Campus Conversations
An incendiary message
Perhaps creation and destruction aren’t as different as one might think. At least that’s what a group of College artists set out to demonstrate on Valentine quad before students left for the Thanksgiving break last Wednesday.
The project may have appeared to be nothing more than smoky fire consuming varied scraps of flammable material. However, upon closer investigation, the flames and ashes took on a deeper meaning.
“We had to do a project for one of Assistant Professor of Fine Arts Dewitt Godfrey’s art classes where we created instructions for someone else in our class to carry out,” said Dan Cohen ’04E, the principal organizer of the event. “In pieces like this, it’s the instructions which are the work of art, not the product,” he continued.
Cohen explained that under these guidelines the emphasis of a masterpiece by Sol Lewitt (the influential American minimalist installation artist) would not be on the physical art. “[It would be] a piece of nice paper with the instructions on how to create the sculpture, along with a gold foil stamp and a signature, and maybe an accompanying letter of authenticity, and that’s it-that’s what you get with your $5000 or whatever.”
Cohen and Tracy Montigny ’05 created instructions that required creating, then destroying artwork. Although their methods of destruction differed-some chose burning, others preferred ripping-they both centered around the concept that, as Godfrey explained, “Destruction is often an integral part of creation.”
The class also was required to reinterpret the instructions as a secondary step in the creative process. “[I tried to] rework them to be bigger, better, or funnier,” Cohen said.
Cohen’s bigger, better version of the initial instructions took the form of a fire. “Fire has been a kind of cleansing tool since the beginning of time-we often burn fields before planting,” Godfrey said, expressing approval of Cohen’s project
Many passing students asked about the fire, and some added their own artwork to the blaze. “I think it was a successful event,” concluded Godfrey.
Hunger for the hungry
Hunger for the hungry
In preparation for Thanksgiving, MassPIRG organized their annual “Give up Your Meals Day,” requesting that students at the College forfeit their meals at Valentine on Thursday, November 21st. Why? MassPIRG, in conjunction with Financial Aid and Class Equality arranged the event so that all money that the College would have spent on the students’ meals would instead be donated to the Food Bank of Western Massachusetts. “In return, the Food Bank used the money toward the Turkey Fund, which provides Thanksgiving turkeys for local families who otherwise could not afford a Thanksgiving meal,” said MassPIRG event planner Laura Kim ’06.

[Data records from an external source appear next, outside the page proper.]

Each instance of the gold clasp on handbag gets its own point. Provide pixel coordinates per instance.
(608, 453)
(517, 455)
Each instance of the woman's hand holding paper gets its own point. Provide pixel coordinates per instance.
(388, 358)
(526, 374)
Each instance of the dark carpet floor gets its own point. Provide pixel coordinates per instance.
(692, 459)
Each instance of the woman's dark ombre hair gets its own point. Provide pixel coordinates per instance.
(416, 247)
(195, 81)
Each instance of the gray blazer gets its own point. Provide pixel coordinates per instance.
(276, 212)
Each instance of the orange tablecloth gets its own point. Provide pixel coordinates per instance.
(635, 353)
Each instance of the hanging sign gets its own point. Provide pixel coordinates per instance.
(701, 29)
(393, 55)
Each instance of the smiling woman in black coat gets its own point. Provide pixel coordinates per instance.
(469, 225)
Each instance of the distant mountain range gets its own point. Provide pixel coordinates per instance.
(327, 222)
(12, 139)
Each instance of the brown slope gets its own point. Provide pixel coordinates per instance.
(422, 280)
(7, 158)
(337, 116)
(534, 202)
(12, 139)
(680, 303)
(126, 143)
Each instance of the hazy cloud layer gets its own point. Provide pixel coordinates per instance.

This year, the program, a part of MassPIRG’s Hunger & Homelessness Awareness Week had 430 eager participants. Students signed up in Valentine during the week before the event.
The day culminated in a “Hunger Banquet” sponsored by MassPIRG. Over 100 students packed into the Frontroom for dinner and to listen to speeches given by Dave Theis from the National Student Campaign Against Hunger & Homelessness, Director of the Amherst Survival Center Dennis Meehan, and Fern Sperier from the Food Bank of Western Massachusetts.
“The banquet was a culmination of the week. It helped to further raise awareness about the expansiveness of hunger in the world and our country,” said Pem Brown ’06.